Privacy & Compliance (required before going live)
Lead scoring is profiling of identifiable people and is regulated. Loop in legal/DPO; this is engineering guidance, not legal advice.
- Lawful basis & consent (GDPR/ePrivacy). Behavioral tracking that uses cookies/identifiers generally needs consent (or, for some first-party processing, documented legitimate interest with a balancing test). Score only on data you're permitted to process for this purpose. Honor consent state — don't score events collected without a valid basis.
- CCPA/CPRA (California) & US state laws. Respect opt-out of "sharing"/sale and Global Privacy Control signals; profiling that produces legal/significant effects grants access/opt-out rights.
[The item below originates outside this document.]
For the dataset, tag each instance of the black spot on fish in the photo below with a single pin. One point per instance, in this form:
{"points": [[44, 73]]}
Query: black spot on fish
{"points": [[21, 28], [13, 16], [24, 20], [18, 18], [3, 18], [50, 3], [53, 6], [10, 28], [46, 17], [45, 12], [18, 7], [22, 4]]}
Maintain a do-not-sell/share suppression that also suppresses scoring/enrichment.
- EU AI Act. Pure marketing prioritization is generally low/limited-risk, but document a brief risk assessment, keep a human in the loop for consequential routing decisions, and avoid anything resembling prohibited profiling. If scoring ever gates credit/employment-like outcomes, treat it as higher-risk. (As of Jun 2026 obligations are phasing in — verify current applicability at https://artificialintelligenceact.eu/ and with counsel.)
- Data enrichment vendors. Vet every enrichment/data-broker source for lawful sourcing and a data-processing agreement; mismatched or scraped data creates both accuracy and legal risk. Record provenance per field. Be aware some brokers are restricted under GDPR/CPRA.
- Right to access / erasure / object. A scored profile is personal data: support DSARs (export the score and the signals behind it), deletion (purge events + derived scores), and the right to object to profiling. Suppress objected/erased records from scoring pipelines, not just the UI.
- Data retention & minimization. Set TTLs on raw behavioral events (e.g., expire after N months) and don't collect signals you won't score. Decay already favors recency — let old events age out.
- Explainability & human review. Store the reason codes (which signals contributed) alongside each score so a rep/auditor can see why a lead is hot, and so you can honor the right to an explanation. Keep a human decision step before any automated rejection/deprioritization that materially affects a person.
- Opt-out = hard stop. Unsubscribed/objected/erased records: engagement capped at 0, excluded from MQL routing and from enrichment refresh.